I had no doubt they would listen to him. While Cypress was not the best student, he had a strange knack for breaking the rules, teachers seemed to rely a lot on his opinions.
When the school was finally in my sights, I exhaled.
This time, I was leaving behind West Tallya and my old life for good. I'd never thought about it until that moment, not really, but it was a heavy weight on me to become a Blood Drinker, like my father.
The man who left me before I was even born. The man who didn't even come back for me when my mother died. I remembered my uncle telling me they tried to contact him, but that he declined the offer.
He didn't want to look after me. He didn't even want to meet me. Weren't Blood Drinkers supposed to have honour?
Social workers did not let me stay with my uncle, because he drank too much, and so asked the neighbour if he would let me in. The neighbour was Pablo, a friend of my uncle who drank just as much -- he was only better at hiding it.
Well, he was better at it back then. But, after a while, even when the signs started showing, nobody cared anymore.
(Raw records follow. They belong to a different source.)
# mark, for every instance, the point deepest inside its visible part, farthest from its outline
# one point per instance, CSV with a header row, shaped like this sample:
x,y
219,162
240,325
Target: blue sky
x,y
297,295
"I was thinking," I told Cypress. "If I come back to school, I want to become good. Maybe the best. I'm not letting this Blood Drinking job half done. So, I wanted to ask you something."
"What?"
"Would you like to become my study partner? We could spar together, I'd teach you a bit of swordfighting as well, since Minx and Mira said the best Blood Drinkers can wield more than one weapon. And most importantly...." I looked at my shoes. "In return, you'd teach me how to read and write a bit better."